Law expert to explain dilemmas of digital age

“At the start of 2006, the worldwide number of blogs on the Internet was more than 70 million, according to the Blog Herald, a site dedicated to Web log research. Experts believe the number may be twice that by the end of 2007. Information sharing is at the pinnacle of a drastic paradigm shift, which is impacting every aspect of mass media, including the laws that govern it.”

At the start of 2006, the worldwide number of blogs on the Internet was more than 70 million, according to the Blog Herald, a site dedicated to Web log research.

Experts believe the number may be twice that by the end of 2007.

Information sharing is at the pinnacle of a drastic paradigm shift, which is impacting every aspect of mass media, including the laws that govern it.

On Friday afternoon at UA, Jack Balkin, a Knight Professor of Constitutional Law and the First Amendment at Yale Law School, will explain how the changes will affect students.

Balkin will deliver his speech, Freedom of Speech in the Digital Age, at 3 p.m. at the Martin Center.

The lecture is going to be focused on the first amendment and how the digital age might change the way we think about freedom of speech, said associate dean of law Elizabeth Reilly.
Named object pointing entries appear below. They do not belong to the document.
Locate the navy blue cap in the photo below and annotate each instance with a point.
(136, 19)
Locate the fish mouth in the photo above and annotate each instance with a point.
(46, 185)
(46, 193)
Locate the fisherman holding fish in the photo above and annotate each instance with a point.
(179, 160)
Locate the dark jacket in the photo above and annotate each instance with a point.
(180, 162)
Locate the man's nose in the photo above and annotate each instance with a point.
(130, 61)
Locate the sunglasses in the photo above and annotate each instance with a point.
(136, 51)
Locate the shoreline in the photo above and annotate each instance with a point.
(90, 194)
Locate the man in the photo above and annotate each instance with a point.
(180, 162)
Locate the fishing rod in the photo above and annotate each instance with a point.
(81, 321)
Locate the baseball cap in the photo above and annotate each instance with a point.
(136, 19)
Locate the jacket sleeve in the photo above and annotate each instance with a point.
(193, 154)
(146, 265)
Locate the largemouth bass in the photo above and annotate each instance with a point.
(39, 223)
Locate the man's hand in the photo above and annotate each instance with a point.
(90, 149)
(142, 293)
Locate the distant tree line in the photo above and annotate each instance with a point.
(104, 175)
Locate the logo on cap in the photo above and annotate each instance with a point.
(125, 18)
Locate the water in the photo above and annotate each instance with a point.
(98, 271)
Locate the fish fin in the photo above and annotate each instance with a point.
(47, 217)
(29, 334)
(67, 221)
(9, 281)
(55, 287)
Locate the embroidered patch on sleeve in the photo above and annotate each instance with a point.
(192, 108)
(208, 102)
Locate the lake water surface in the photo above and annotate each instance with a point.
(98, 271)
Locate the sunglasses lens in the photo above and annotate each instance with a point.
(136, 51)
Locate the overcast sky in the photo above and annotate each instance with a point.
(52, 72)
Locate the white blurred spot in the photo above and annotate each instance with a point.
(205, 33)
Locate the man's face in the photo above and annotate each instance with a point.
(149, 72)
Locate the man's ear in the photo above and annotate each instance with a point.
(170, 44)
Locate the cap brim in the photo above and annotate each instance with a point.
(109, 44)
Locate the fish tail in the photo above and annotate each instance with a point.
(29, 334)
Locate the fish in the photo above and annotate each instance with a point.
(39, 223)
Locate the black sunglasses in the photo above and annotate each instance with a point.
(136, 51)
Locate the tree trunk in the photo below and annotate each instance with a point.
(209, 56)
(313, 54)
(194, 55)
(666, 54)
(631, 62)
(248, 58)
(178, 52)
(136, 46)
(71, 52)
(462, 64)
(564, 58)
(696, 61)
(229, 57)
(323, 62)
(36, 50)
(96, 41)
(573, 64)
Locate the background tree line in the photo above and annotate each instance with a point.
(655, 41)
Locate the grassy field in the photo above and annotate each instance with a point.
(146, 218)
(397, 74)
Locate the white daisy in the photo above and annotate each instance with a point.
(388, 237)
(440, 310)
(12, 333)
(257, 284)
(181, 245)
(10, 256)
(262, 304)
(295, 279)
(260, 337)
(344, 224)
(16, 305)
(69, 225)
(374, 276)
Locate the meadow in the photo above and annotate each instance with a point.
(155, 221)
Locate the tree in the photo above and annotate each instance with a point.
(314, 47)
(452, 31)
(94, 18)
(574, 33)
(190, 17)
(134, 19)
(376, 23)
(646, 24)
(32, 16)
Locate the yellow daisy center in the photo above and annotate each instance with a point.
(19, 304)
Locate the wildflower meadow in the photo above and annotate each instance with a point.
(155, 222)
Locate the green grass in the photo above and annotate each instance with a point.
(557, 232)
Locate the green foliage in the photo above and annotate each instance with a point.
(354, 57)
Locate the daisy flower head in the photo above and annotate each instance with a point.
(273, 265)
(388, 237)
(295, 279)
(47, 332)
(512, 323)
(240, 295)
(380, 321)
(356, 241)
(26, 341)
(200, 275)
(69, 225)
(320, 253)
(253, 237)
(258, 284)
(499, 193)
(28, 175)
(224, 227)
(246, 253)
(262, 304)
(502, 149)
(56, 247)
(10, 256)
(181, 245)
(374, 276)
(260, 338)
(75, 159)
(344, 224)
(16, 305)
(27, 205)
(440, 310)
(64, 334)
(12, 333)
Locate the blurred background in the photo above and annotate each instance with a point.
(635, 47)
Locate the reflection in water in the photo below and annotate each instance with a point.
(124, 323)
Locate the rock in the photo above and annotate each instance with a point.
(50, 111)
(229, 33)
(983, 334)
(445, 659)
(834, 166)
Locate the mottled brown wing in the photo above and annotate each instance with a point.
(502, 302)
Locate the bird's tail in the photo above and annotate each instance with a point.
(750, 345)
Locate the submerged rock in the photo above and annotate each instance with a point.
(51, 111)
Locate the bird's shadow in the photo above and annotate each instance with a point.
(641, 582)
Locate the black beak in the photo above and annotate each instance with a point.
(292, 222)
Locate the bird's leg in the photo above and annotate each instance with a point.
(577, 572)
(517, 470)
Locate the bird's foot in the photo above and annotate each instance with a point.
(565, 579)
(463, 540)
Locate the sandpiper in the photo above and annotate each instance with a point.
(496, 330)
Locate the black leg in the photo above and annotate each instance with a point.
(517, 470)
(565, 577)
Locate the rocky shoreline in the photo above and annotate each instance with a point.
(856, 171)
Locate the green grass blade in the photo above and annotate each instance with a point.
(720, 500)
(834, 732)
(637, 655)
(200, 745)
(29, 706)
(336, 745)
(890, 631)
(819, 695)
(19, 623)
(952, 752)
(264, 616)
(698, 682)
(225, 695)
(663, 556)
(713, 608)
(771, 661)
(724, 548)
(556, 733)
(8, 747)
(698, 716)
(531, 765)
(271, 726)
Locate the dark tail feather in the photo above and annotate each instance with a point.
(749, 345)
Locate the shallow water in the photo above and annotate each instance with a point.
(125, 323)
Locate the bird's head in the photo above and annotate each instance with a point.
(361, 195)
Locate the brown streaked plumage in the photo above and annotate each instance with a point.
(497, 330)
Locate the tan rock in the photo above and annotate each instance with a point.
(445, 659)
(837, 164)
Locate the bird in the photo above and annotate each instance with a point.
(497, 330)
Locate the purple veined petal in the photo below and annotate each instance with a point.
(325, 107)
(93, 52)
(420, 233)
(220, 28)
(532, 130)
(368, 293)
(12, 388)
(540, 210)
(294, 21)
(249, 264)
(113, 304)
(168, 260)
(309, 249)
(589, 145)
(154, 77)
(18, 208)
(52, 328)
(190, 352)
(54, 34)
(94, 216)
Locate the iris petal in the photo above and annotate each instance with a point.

He’s very interested in everything from Web logs to online games. His wide-ranging interests in the expression of communication in the new information age help give us a peek into the future while looking through the lens of constitutional law.

Just because the Internet is unregulated doesn’t mean is anything is fair game. In a blog post, Balkin said Web users should keep one thing in mind: Just because you can say something, doesn’t mean you should.

Comments that harass people and invade their privacy are completely inappropriate, Balkin said in the post. Moreover, they have nothing to do with the goal of the site, which is to share useful information about the admissions process.

He explained that site or blog operators could change the dynamics by making it clear they don’t condone such behavior. When moderators abandon this responsibility, the site is far less valuable than it could be, and it allows a small group of immature miscreants to injure people at will, Balkin said.

Balkin received his doctorate in philosophy from Cambridge University and his Bachelor of Arts and Juris Doctor degrees from Harvard University. He is the founder and director of the Information Society Project at Yale Law School, an interdisciplinary center that studies law and the new information technologies.

For the last few years, Balkin has written Balkinization, a blog dedicated to political and legal commentary.

I think this gives students the opportunity to hear a great speaker who is also a strong thinker share insights on how our future outlook is changing, Reilly said. That’s what being a student is all about – thinking about how to use learning in real situations.

The event, held in cooperation with the University of Akron College of Fine and Applied Arts, School of Communication, School of Law and the Bliss Institute of Applied Politics, is free and open to the public. Free parking is available at the Martin Center.